Sure, chatbots owe their boom in particular to the fact that Facebook opened its messenger platform for the development of bots. But this does not mean that bots are only at home in chat channels. A chatbot can also be active in its own app. Basically, a suitable channel must increase the convenience for the mobile user, for example through buttons with predefined answers and images. It is therefore important to avoid excessive complexity due to open questions and typing errors. In addition, it is also worth considering voice-controlled platforms, similar to Siri or Alexa.

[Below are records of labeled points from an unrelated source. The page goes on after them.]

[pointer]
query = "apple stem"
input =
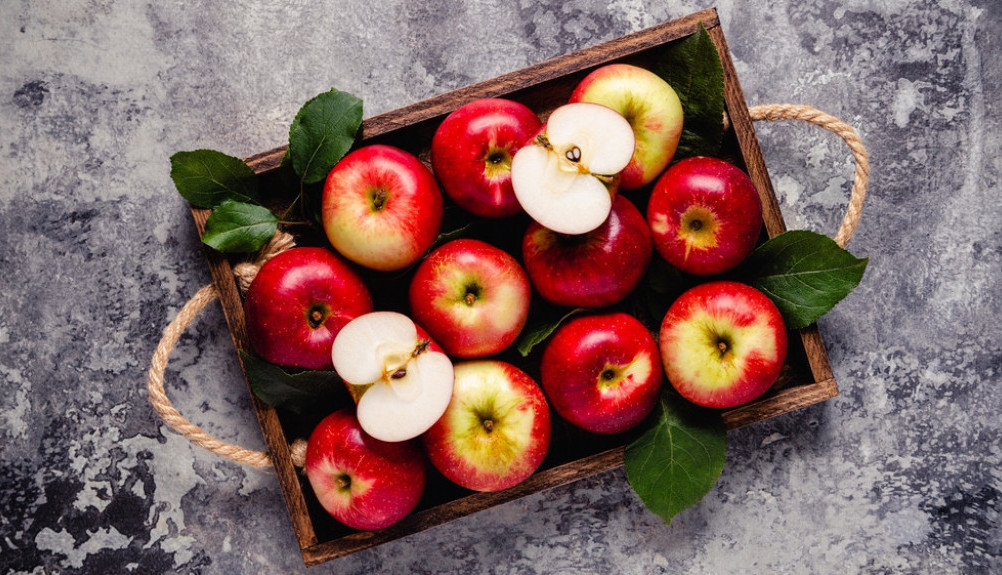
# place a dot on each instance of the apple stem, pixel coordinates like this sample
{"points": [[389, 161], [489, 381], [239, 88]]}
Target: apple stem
{"points": [[379, 198]]}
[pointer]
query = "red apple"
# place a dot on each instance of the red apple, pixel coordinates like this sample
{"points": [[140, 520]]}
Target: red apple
{"points": [[298, 303], [649, 104], [496, 430], [602, 373], [382, 207], [592, 269], [471, 297], [362, 482], [704, 215], [722, 344], [472, 151]]}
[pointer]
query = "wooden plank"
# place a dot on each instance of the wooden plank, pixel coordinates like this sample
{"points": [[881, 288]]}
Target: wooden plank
{"points": [[275, 437]]}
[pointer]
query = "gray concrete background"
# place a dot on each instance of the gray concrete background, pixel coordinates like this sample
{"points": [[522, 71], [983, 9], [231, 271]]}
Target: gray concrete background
{"points": [[899, 474]]}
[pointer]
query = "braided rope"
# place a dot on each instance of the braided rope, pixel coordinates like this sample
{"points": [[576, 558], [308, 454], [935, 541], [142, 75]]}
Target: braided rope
{"points": [[776, 112], [245, 271], [171, 335]]}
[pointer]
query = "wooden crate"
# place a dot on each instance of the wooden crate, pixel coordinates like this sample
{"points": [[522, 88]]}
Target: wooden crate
{"points": [[542, 87]]}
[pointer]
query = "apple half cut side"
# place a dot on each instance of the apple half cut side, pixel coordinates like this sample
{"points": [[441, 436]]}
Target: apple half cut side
{"points": [[402, 386], [566, 177]]}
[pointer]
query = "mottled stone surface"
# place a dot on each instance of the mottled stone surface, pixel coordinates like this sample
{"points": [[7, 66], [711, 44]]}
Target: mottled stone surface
{"points": [[902, 473]]}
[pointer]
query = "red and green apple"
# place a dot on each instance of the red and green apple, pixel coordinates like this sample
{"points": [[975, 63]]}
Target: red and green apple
{"points": [[472, 151], [722, 344], [382, 207], [496, 431]]}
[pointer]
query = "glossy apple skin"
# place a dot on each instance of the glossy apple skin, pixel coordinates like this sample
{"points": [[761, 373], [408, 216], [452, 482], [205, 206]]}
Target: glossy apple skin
{"points": [[471, 297], [704, 215], [602, 372], [593, 269], [382, 207], [460, 446], [722, 344], [652, 108], [472, 150], [362, 482], [282, 301]]}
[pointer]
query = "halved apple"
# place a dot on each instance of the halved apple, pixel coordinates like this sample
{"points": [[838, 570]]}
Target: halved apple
{"points": [[566, 178], [401, 386]]}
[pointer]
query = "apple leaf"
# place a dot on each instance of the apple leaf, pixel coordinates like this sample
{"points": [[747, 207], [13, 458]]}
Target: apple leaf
{"points": [[538, 333], [322, 133], [805, 273], [207, 177], [236, 226], [305, 392], [692, 68], [678, 458]]}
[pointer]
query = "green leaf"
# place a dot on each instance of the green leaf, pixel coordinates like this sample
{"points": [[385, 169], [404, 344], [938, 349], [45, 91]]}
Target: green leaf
{"points": [[805, 273], [207, 177], [538, 333], [692, 68], [305, 392], [322, 133], [235, 226], [678, 458]]}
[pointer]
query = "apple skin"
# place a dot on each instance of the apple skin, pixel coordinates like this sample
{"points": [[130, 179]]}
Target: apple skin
{"points": [[602, 373], [382, 207], [649, 104], [722, 344], [362, 482], [472, 149], [471, 297], [704, 215], [484, 456], [298, 303], [592, 269]]}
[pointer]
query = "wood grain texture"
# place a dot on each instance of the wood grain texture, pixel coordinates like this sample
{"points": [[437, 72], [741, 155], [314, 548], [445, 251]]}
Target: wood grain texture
{"points": [[542, 87]]}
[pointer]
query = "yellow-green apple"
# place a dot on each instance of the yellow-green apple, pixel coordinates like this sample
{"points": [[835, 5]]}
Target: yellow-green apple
{"points": [[298, 303], [362, 482], [651, 107], [472, 150], [382, 207], [472, 298], [496, 431], [704, 215], [602, 372], [400, 384], [722, 344], [592, 269], [566, 177]]}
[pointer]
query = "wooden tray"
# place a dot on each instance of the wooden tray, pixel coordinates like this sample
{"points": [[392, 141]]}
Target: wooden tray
{"points": [[542, 87]]}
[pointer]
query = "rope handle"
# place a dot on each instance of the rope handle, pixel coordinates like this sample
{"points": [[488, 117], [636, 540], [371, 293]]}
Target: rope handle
{"points": [[244, 273]]}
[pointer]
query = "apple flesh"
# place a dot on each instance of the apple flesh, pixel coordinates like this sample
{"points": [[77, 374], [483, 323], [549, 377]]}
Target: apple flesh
{"points": [[472, 151], [382, 207], [472, 298], [722, 344], [651, 107], [566, 177], [704, 215], [496, 431], [602, 372], [362, 482], [402, 387], [592, 269], [298, 303]]}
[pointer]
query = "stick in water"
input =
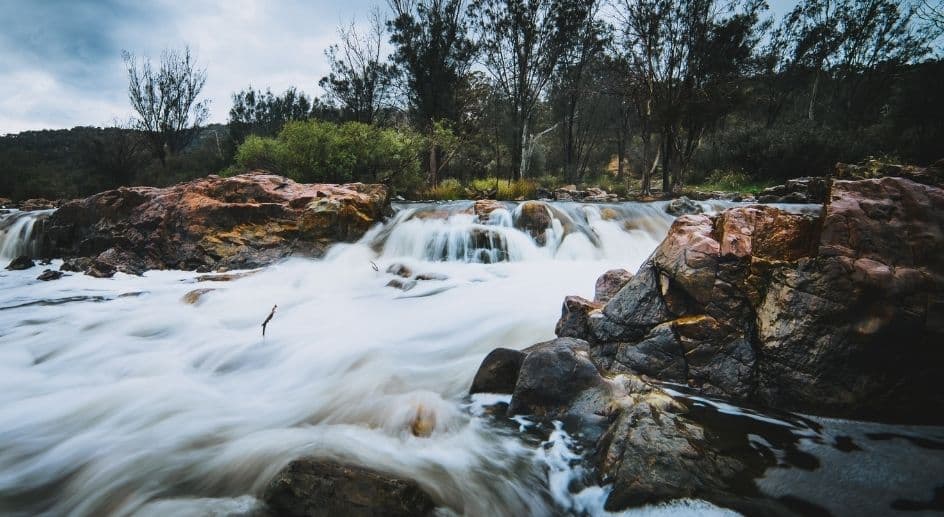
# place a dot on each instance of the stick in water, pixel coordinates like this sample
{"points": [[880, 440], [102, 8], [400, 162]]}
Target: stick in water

2. Ensure a smooth collaboration

As little as you should limit a chatbot to one channel - you should also not limit a channel to the pure support of a chatbot. Because chatbots are still a long way from being able to really understand, answer or execute all inquiries. Seamless collaboration and a smooth transition between the chatbot and the human service employee are still essential.

Also make sure that the customer clearly knows at all times whether he is dealing with a bot or a human employee. If the conversation threatens to hang or the customer is clearly dissatisfied, a human service employee must be available. Customers also find this opportunity to switch from a bot to a real employee to be very valuable.

Conversely, an employee can also have a chatbot edit a process, for example to request data or make changes. This offers the customer a quick solution and allows your employees to devote themselves to tasks that are less standardized and that therefore require people with their special skills.